Mary Berry’s banana with lemon drizzle cake recipe

Mary Berry’s

  • lemon drizzle cake adds banana for an extra
  • fruity flavour INGREDIENTS 175g butter, softened, plus more for the tin 175g caster sugar 3 eggs 300g self-raising flour 2 level tsp baking powder
  • 2 ripe bananas, peeled and mashed
  • Grated zest of 1/2 lemon
  • 2 tbsp milk
  • Juice of 1 lemon
  • 100g granulated sugar


  1. Pre-heat the oven to 180C/160C fan/Gas 5. Line the base of a 20cm deep round cake tin and butter the sides.Measure the cake ingredients into a big blending bowl. Mix together till smooth utilizing a hand-mixer, or beat by hand. Pour into the lined tin and level the top.Bake in the preheated oven for about 45-50 minutes, up until light golden brown. Test with a skewer to see if the cake is cooked through; if the skewer comes out tidy, the cake is cooked. Leave to cool off a little, then remove from the tin.Make the topping by mixing together the active ingredients in a bowl. Put over the warm cake and expanded to the edges. Leave to become totally cold before slicing.The cake can be made and iced approximately 48 hours ahead and kept in a dry sealed container. It likewise freezes well, iced or un-iced. From ‘One Step Ahead ‘by Mary Berry(Quadrille, ₤ 20)Traditional lemon drizzle dish from Telegraph reader, Pam Daniels Telegraph reader Pam Daniels’ recipe is ideal for newbie bakers Credit: Stephen Harris INGREDIENTS 125g soft margarine/butter 175g caster sugar 175g self raising flour 1 tsp baking powder 2 large free-range eggs 1 big or 2 small lemons- grated rind of 65ml milk 3 tablespoon granulated sugar Juice of lemonsused for rind METHOD Grease and line a 1kg loaf tin Preheat

oven to 180C/160C fan/gas mark 4. Location all cake components into a food mill and mix until actually smooth and rather runny, or mix by hand. Put cake mixture into the ready loaf tin and bake in the preheated oven for 45-50 minutes.Meanwhile, make the lemon syrup.

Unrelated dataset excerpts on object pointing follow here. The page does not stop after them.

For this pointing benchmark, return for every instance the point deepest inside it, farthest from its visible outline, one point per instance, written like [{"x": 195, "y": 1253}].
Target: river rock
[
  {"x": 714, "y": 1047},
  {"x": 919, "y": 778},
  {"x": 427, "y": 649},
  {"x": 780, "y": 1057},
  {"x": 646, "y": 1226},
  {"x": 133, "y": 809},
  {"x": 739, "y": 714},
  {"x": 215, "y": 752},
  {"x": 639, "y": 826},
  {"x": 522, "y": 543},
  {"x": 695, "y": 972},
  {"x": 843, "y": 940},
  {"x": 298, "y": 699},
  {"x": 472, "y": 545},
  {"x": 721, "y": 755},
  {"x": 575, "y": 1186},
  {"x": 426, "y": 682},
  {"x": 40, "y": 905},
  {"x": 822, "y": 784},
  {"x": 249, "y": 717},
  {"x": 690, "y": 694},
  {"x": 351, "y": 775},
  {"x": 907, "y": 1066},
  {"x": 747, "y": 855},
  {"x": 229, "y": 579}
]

  • Liquify the granulated sugar in the lemon juice.When the cooking time is up
  • , test that the cake is done by pressing a metal skewer into the centre.
  • If it comes out clean, it’s done!While the cake is still in the tin, place it onto a cooling rack.Pierce the cake all over with the skewer and spoon the lemon syrup all over the cake up until you have utilized all the syrup-it will go all over however do not stress, as it will set when it is cold.Leave the cake in the tin until it is quite cold before turning out.Rose Prince’s dairy-free lemon drizzle cake This lemon drizzle cake uses goat butter, making it perfect for those with lactose intolerance Credit: Andrew Crowley INGREDIENTS 115g goat’s butter, softened 225g caster sugar 4 egg yolks, beaten 4 egg whites
  • 175g self-raising flour, sorted 55g plain flour 1/2 level tsp baking powder Grated enthusiasm and juice of 2( unwaxed or scrubbed) lemons 55g fresh goat’s curd cheese blended with 30g caster sugar Zest of 1 lemon 150g caster sugar, soaked in a pan with the juice of 1 lemon (2 tbsp), then boiled for 2 minutes Bonus caster

    sugar to end up APPROACH Grease 2 x 20cm cake

  • tins, then line with baking paper.Preheat the oven to 180C/Gas 4(170C if utilizing a fan oven). Cream the butter and sugar, whisking tillextremely white and fluffy.Whisk in the egg yolks, scraping down the

    sides of the bowl with a spatula.Sift in the flours with the baking

  • powder, then fold into the cake batter with the lemon enthusiasm and juice, utilizing a metal spoon.Whisk the
  • egg whites in a separate bowl till you have stiff white foam
  • ; stir one tablespoon into the mix then fold in the rest, so as not to break down the foam too much.Divide the batter
    • in between the prepared cake tins.Put the cakes in the oven– they will collapse
    • into slightly bumpy batter before rising again. Bake for about 30 minutes, up until company to the touch. Get rid of from the oven, end up onto a rack
    • . Enable to totally cool previously filling and glazing.Fill the cakes with the goat’s curd mix and grated over the enthusiasm of the lemon.Drizzle the cooled
    • glaze over the leading cake then spread with additional caster sugar to complete.